90-Year-Old Vet Arrested For Feeding Homeless Will Be Allowed To Hand Out Christmas Eve Dinner
December 25, 2014

The city of Fort Lauderdale must be so proud that they actually decided to treat the homeless like human beings for the holidays. Too bad that act of good will doesn't extend to the rest of the year.

As we already discussed here earlier last month, Ft. Lauderdale seems to have a little bit of a problem when it comes to following the teachings of Jesus Christ that so many right wing politicians claim to be so fond of, and arrested a 90-year-old man for heaven forbid feeding the homeless in their town.

They've now decided to stay the enforcement of the ordinance over the holidays so they don't look like the cruel heartless bastards they are.

90-Year-Old Vet Arrested For Feeding Homeless Will Hand Out Christmas Eve Dinner:

Arnold Abbott, a 90-year-old veteran who has been repeatedly arrested for handing out food to the homeless in Ft. Lauderdale, will be able to give them dinner on Christmas Eve.

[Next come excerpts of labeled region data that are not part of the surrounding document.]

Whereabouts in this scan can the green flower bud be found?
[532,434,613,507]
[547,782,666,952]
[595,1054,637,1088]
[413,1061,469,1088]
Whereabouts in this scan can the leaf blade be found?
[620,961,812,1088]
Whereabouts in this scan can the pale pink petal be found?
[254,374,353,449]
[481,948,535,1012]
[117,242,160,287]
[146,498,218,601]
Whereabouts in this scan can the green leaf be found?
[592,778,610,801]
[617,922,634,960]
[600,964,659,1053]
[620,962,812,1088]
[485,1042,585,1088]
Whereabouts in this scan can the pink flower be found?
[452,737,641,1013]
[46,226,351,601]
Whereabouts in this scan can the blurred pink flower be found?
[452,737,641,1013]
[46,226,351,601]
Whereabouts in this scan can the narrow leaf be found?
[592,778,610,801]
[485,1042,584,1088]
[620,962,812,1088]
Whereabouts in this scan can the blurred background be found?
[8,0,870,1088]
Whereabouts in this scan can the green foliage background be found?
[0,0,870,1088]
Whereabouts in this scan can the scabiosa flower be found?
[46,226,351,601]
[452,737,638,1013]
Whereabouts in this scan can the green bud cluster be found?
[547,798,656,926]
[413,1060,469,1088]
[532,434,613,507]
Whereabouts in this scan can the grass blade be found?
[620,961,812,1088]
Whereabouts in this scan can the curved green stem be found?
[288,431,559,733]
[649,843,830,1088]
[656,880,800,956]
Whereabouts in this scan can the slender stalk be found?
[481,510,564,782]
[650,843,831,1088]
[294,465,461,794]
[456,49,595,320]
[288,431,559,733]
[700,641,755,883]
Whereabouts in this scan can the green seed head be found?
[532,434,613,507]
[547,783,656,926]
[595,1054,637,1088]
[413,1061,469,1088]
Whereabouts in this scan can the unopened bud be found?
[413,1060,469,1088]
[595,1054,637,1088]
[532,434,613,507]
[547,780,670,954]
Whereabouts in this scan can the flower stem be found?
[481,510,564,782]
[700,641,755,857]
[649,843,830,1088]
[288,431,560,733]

In October, the city of Ft. Lauderdale passed a new ordinance cracking down on those who give out food to the homeless in public. Abbott, a veteran of World War II who has handed out meals to the homeless every Wednesday for years, was arrested almost immediately after the law went into effect. He has since been cited two more times for continuing to hand out food to the needy.

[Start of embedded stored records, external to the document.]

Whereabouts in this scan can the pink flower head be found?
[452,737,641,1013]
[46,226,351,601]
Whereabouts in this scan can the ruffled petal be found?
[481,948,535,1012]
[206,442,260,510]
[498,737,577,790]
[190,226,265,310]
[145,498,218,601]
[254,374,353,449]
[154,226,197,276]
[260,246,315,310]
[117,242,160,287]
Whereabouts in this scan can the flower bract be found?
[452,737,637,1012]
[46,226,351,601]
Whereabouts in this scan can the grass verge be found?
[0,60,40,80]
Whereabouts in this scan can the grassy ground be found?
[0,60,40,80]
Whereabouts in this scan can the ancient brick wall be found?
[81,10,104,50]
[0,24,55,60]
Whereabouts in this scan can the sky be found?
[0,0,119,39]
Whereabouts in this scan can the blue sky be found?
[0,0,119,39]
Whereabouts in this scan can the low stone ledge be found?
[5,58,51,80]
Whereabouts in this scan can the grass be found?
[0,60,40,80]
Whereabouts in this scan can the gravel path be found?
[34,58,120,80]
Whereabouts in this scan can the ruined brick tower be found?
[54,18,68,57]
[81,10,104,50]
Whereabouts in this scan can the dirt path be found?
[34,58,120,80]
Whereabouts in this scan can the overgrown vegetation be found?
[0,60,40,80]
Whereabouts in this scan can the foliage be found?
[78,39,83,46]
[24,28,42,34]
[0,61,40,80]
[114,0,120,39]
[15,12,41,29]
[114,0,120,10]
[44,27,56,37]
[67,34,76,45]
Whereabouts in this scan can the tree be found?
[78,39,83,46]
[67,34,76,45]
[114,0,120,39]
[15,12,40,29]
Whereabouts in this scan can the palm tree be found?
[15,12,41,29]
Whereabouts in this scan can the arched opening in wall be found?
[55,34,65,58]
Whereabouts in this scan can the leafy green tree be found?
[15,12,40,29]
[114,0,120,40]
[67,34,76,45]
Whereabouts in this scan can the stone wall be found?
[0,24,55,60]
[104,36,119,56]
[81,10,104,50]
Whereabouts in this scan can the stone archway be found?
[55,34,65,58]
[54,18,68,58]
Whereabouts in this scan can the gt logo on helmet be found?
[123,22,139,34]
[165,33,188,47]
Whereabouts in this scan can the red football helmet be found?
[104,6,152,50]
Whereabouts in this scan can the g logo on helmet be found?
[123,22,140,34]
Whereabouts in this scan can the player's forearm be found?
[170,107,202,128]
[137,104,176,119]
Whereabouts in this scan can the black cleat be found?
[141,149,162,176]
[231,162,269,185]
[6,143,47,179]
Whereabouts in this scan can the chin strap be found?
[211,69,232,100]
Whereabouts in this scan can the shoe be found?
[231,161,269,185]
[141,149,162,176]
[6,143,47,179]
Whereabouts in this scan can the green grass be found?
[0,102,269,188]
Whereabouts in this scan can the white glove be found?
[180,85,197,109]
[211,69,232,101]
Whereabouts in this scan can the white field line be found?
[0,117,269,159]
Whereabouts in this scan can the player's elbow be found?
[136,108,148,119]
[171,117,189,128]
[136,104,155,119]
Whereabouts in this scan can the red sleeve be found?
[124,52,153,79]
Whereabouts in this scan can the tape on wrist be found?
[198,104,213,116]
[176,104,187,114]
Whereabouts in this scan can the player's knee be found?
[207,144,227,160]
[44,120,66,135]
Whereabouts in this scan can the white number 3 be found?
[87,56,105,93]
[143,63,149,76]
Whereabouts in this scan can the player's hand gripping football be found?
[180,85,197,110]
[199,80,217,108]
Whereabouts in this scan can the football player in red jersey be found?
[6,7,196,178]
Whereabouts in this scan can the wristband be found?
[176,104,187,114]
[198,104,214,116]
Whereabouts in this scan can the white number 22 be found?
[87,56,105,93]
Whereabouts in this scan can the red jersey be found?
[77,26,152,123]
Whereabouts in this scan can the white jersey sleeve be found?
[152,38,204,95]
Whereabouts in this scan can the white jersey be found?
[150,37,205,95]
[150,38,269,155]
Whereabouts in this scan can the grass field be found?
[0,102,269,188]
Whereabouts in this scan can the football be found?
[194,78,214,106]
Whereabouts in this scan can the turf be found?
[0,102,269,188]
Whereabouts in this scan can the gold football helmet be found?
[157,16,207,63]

Earlier this month, Broward Circuit Judge Thomas Lynch ordered a temporary stay of enforcement for the ordinance so the city and homeless advocates could enter mediation. That stay was automatically lifted last week when the city appealed Judge Lynch’s ruling. Under public pressure, though, the city announced on Monday that it would voluntarily suspend enforcement of the ban during the holiday season. It will take effect again on February 5th barring successful mediation or a permanent judicial decision.

The law’s suspension means that Abbott and others will be able to continue distributing food to the needy over the holidays without being arrested. “We’re going to be there Christmas Eve. We’re going to be there New Year’s [Eve]. Nothing is going to stop us,” Abbott told the Sun Sentinel.

Still, he saw little room for compromise with the city when it comes to doing charity work. “They know they’re in the wrong. They know they’re not going to win.”